Spain urges more cooperation to handle attacks, migration
(Reuters) - Europe, North Africa and the Middle East need to cooperate more to confront illegal immigration and "terrorist barbarism", Spanish Prime Minister Mariano Rajoy said on Monday.
Rajoy made the call at a meeting of foreign ministers from the 28 European Union countries and eight countries on the southern rim of the Mediterranean. It was the largest gathering of its kind since 2008.
The meeting comes as southern European countries such as Spain and Italy press for the EU, preoccupied by the Ukraine conflict for the past 18 months, to pay more attention to threats and problems emanating from the south.

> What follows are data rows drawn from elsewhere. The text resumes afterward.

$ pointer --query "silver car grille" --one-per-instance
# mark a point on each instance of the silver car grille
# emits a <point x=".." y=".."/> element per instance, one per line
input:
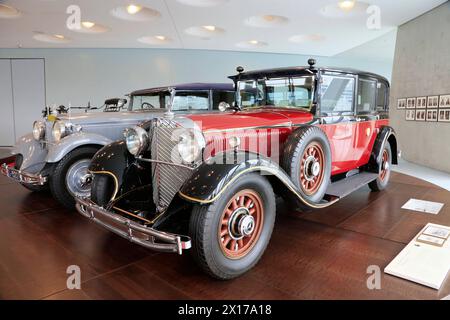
<point x="167" y="179"/>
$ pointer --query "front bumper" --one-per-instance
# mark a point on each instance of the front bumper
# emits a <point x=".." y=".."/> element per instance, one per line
<point x="23" y="177"/>
<point x="133" y="231"/>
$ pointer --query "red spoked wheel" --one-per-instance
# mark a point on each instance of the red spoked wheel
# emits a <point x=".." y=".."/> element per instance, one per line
<point x="384" y="165"/>
<point x="312" y="168"/>
<point x="241" y="224"/>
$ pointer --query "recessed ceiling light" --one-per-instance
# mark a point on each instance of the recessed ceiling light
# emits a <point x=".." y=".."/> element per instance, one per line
<point x="344" y="9"/>
<point x="155" y="40"/>
<point x="202" y="3"/>
<point x="133" y="9"/>
<point x="266" y="21"/>
<point x="91" y="27"/>
<point x="251" y="44"/>
<point x="300" y="38"/>
<point x="88" y="24"/>
<point x="205" y="32"/>
<point x="8" y="12"/>
<point x="346" y="4"/>
<point x="135" y="13"/>
<point x="50" y="38"/>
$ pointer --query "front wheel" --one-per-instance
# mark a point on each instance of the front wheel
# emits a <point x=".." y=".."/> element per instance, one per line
<point x="230" y="235"/>
<point x="71" y="176"/>
<point x="384" y="174"/>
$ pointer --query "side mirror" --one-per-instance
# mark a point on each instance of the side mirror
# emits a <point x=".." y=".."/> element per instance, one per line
<point x="224" y="106"/>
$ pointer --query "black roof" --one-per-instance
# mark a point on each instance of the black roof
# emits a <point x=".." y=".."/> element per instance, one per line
<point x="198" y="86"/>
<point x="302" y="70"/>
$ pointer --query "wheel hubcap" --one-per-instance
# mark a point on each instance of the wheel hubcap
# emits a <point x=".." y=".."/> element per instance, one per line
<point x="311" y="168"/>
<point x="78" y="178"/>
<point x="241" y="224"/>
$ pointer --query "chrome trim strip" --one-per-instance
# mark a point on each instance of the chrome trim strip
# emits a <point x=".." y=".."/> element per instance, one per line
<point x="23" y="177"/>
<point x="169" y="242"/>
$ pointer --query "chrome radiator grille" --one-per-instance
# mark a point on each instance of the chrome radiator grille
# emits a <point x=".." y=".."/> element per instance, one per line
<point x="167" y="179"/>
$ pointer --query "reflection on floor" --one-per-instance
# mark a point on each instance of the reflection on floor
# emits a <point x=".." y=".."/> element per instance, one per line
<point x="321" y="254"/>
<point x="5" y="152"/>
<point x="439" y="178"/>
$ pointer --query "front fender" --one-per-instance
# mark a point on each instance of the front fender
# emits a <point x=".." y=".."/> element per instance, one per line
<point x="34" y="153"/>
<point x="57" y="151"/>
<point x="212" y="178"/>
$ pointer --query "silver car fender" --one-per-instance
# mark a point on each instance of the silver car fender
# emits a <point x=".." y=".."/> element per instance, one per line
<point x="57" y="151"/>
<point x="34" y="153"/>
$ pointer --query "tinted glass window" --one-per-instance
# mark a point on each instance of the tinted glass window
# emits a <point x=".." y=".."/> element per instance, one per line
<point x="187" y="101"/>
<point x="222" y="96"/>
<point x="336" y="94"/>
<point x="283" y="92"/>
<point x="366" y="96"/>
<point x="381" y="96"/>
<point x="149" y="101"/>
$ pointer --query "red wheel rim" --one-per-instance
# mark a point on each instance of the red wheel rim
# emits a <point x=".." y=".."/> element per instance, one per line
<point x="312" y="168"/>
<point x="384" y="165"/>
<point x="244" y="210"/>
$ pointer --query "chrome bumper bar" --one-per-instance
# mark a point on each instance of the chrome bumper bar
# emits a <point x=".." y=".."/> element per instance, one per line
<point x="21" y="176"/>
<point x="133" y="231"/>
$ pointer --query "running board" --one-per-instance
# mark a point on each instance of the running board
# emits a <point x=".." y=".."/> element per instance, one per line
<point x="346" y="186"/>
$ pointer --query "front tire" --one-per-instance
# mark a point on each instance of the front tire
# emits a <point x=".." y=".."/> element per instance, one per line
<point x="230" y="235"/>
<point x="384" y="174"/>
<point x="70" y="176"/>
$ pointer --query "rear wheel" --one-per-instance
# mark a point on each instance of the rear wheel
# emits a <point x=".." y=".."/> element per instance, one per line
<point x="385" y="170"/>
<point x="230" y="235"/>
<point x="71" y="176"/>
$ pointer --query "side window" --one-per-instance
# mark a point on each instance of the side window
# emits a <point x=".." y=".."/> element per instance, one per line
<point x="222" y="96"/>
<point x="366" y="96"/>
<point x="336" y="94"/>
<point x="381" y="96"/>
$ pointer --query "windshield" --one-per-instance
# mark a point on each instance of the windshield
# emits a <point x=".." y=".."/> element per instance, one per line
<point x="284" y="92"/>
<point x="183" y="101"/>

Conflict in North Africa and the Middle East has prompted a wave of migration, which has led to thousands drowning in the Mediterranean and stretched the resources of countries such as Italy. Security officials say Europe faces a growing threat from groups such as Islamic State gaining a foothold in Libya.
"Jihadist terrorism is a direct threat for the security of our countries and our citizens and without doubt is our main threat right now," Rajoy said, opening the one-day conference in the Pedralbes palace in Barcelona. "I am convinced that a shared commitment between both shores of the Mediterranean will allow us to defeat terrorist barbarism."
Jordanian Foreign Minister Nasser Judeh told reporters it was important to talk about young people and "how we can provide them with opportunities and how we can address their grievances so they are not easy prey for recruitment or for the warped ideology of terrorists and extremists."
Spain was the site of one of Europe's worst attacks in 2004 when Islamist militants bombed commuter trains and killed nearly 200 people.
Members of a suspected Islamist cell arrested last week in Spain were trying to obtain explosives to bomb a synagogue or public offices in Barcelona, an investigating magistrate said last Friday.
Rajoy said cooperation with countries of origin and transit was the only way to tackle illegal migration.
The European Commission is working on a new migration strategy, due by mid-May. One idea under consideration is setting up camps in the Middle East and Africa where people can request asylum on site without risking their lives to cross the Mediterranean.
Algeria, Egypt, Israel, Jordan, Lebanon, Morocco, the Palestinian Authority and Tunisia sent representatives to the meeting. Libya and Syria, both torn by conflict, stayed away.